Is it possible for there to be a QSharedMemory that is shared by the QApplication as a well as a process running externally that is not a QT application. If yes, are there any example someone can point me to; I tried to find some but couldn't. If not, what other options might work in my specific scenario?

Thanks in advance

EDIT: Just to be more clearer, I want to be able to modify the executable's behaviour by making it do other things, than what it's doing at a given time. This can probably be achieved by sending a number or a char that specifies something. The QApplication can close this executable through QProcess so that is not required to be done by sending any signal. If I use stdin of the executable to listen to the signal sent by the QApplication, will it interfere with the stdout of that executable which is being read by the QApplication? I presume not, since they're separate channels, but just wanted to be sure.

ChrisW67
25th June 2015, 22:47
How does the user running it from the console cause it to exit? Ctrl C?

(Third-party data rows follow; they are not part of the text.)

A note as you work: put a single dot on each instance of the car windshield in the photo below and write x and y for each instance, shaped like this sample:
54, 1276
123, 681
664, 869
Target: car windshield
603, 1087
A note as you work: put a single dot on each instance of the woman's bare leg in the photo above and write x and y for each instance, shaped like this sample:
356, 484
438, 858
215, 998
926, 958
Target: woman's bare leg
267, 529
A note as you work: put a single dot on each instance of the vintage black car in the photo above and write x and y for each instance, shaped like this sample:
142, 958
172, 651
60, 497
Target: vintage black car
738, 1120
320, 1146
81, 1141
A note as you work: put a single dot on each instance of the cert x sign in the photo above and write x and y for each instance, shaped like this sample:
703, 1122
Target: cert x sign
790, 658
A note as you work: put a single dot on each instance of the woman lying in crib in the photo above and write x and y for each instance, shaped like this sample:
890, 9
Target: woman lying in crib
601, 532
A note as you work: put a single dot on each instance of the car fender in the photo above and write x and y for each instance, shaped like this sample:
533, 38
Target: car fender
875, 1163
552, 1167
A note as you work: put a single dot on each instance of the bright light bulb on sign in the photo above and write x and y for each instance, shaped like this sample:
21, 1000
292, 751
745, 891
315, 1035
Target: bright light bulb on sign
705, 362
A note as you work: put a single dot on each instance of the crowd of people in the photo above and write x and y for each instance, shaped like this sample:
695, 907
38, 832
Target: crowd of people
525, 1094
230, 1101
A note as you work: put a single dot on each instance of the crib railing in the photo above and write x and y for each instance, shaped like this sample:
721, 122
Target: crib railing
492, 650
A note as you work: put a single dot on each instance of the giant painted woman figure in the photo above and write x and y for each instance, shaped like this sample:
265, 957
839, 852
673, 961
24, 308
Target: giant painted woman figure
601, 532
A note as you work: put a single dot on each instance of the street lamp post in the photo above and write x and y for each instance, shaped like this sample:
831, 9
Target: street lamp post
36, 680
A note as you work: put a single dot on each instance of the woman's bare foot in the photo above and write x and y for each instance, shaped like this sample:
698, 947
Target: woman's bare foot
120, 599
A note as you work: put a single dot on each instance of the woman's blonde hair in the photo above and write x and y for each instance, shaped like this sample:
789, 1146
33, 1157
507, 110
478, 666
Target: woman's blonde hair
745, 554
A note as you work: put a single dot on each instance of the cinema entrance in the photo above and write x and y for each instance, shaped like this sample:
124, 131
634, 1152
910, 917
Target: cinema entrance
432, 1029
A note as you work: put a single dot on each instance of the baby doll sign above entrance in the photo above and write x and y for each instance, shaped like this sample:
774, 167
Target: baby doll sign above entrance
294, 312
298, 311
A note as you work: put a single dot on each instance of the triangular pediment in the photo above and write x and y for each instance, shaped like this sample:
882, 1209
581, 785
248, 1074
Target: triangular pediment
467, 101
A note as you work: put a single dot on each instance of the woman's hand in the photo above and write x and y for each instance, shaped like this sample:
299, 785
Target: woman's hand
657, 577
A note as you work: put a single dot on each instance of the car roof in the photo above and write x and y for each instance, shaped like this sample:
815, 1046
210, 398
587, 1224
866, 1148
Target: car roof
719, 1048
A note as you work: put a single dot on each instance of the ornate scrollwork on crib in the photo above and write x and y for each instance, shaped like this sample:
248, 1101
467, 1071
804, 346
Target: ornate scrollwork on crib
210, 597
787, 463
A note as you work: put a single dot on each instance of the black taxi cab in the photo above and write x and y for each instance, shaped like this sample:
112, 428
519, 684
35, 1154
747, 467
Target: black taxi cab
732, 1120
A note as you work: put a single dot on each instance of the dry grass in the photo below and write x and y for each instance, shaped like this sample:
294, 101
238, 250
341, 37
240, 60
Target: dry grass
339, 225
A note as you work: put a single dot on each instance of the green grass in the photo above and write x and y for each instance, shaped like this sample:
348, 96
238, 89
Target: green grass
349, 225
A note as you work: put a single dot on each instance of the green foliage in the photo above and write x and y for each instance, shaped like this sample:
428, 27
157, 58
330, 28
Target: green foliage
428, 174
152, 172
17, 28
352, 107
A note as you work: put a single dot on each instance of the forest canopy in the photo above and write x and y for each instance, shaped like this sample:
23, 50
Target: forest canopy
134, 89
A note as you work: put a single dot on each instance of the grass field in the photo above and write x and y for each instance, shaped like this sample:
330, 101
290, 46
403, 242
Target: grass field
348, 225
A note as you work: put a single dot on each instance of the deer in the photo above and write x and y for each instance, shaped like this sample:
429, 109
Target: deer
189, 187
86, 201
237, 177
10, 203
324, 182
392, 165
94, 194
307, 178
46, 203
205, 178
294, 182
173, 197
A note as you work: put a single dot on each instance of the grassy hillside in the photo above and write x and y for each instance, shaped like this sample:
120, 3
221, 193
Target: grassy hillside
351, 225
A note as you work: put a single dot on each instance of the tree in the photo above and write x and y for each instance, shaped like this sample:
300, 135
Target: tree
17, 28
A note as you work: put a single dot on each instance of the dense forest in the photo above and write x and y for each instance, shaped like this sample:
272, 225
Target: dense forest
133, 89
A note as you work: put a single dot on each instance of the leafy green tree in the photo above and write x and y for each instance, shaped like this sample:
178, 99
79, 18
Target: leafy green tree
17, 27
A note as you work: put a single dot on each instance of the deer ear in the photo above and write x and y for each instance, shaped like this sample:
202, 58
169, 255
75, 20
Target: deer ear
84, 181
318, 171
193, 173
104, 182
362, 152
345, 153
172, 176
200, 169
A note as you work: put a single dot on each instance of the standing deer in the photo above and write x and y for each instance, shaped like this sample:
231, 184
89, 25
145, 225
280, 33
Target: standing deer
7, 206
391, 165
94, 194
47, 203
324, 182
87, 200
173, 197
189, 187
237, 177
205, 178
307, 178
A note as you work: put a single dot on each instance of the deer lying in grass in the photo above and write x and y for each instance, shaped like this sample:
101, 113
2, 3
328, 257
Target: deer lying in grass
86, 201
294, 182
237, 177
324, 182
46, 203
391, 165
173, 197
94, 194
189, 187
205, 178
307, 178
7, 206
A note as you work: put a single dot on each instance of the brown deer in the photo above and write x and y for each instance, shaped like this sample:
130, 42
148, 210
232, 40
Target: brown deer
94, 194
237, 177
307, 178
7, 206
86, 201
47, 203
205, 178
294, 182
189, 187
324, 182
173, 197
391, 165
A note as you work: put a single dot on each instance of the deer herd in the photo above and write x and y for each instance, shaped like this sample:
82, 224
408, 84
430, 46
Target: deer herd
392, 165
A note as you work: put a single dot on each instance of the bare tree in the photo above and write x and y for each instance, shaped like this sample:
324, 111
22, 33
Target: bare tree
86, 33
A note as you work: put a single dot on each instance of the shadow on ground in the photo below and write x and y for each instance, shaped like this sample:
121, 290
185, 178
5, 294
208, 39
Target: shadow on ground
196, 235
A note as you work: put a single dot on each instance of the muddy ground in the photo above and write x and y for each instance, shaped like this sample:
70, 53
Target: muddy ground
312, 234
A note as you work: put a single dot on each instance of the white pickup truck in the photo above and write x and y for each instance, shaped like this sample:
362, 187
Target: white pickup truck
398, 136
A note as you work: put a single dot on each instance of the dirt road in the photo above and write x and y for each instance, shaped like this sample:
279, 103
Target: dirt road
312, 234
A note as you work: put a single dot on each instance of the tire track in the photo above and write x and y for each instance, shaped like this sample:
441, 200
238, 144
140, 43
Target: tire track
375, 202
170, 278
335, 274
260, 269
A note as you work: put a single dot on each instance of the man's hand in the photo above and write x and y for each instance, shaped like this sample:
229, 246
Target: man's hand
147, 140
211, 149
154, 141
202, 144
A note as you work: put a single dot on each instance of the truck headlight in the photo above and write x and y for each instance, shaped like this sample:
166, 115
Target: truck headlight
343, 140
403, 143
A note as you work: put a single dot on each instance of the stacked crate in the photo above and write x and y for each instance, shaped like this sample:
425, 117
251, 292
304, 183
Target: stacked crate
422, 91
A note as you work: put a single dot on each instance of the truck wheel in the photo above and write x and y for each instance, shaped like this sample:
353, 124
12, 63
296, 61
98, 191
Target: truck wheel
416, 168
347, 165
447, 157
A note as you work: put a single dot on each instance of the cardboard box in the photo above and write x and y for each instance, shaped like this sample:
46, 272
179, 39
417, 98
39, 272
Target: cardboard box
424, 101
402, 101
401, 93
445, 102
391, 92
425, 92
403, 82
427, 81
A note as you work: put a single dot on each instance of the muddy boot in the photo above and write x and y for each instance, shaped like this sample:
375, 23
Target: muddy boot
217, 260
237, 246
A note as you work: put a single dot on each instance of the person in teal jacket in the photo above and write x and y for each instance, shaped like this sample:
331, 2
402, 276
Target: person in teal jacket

It strikes me that if you have access to change the other application to watched shared memory then you can make it listen on stdin for a magic drop-dead signal (that a user would not type by accident), watch for a specific file to appear signifying that it should close, or use QLocalSocket to talk to a named pipe/socket.

anshulvj
25th June 2015, 23:33
Either ctrl+C or ESC can exit the application. That is purely for debugging purposes. When both sides are perfected I won't need user input for anything on the c++ executable side. I will need the stdout of that process though, since my QApplication reads from stdout of that executable. I'm guessing if I use stdin of that executable to receive signals from the QApplication, it won't interfere with stdout of that executable since they're separate channels? I was just reading about that to make sure that is the case. I will look at QLocalSocket to see if I can use that to send signal to the stdin of the executable.

anda_skoa
26th June 2015, 10:19
QSharedMemory is just an API around the system's shared memory facility, the memory controlled by that is not Qt specific.

QLocalSocket is for system and even user local socket communication. It has nothing to do with stdin.

To write to a child program's stdin, just use the respective QProcess API.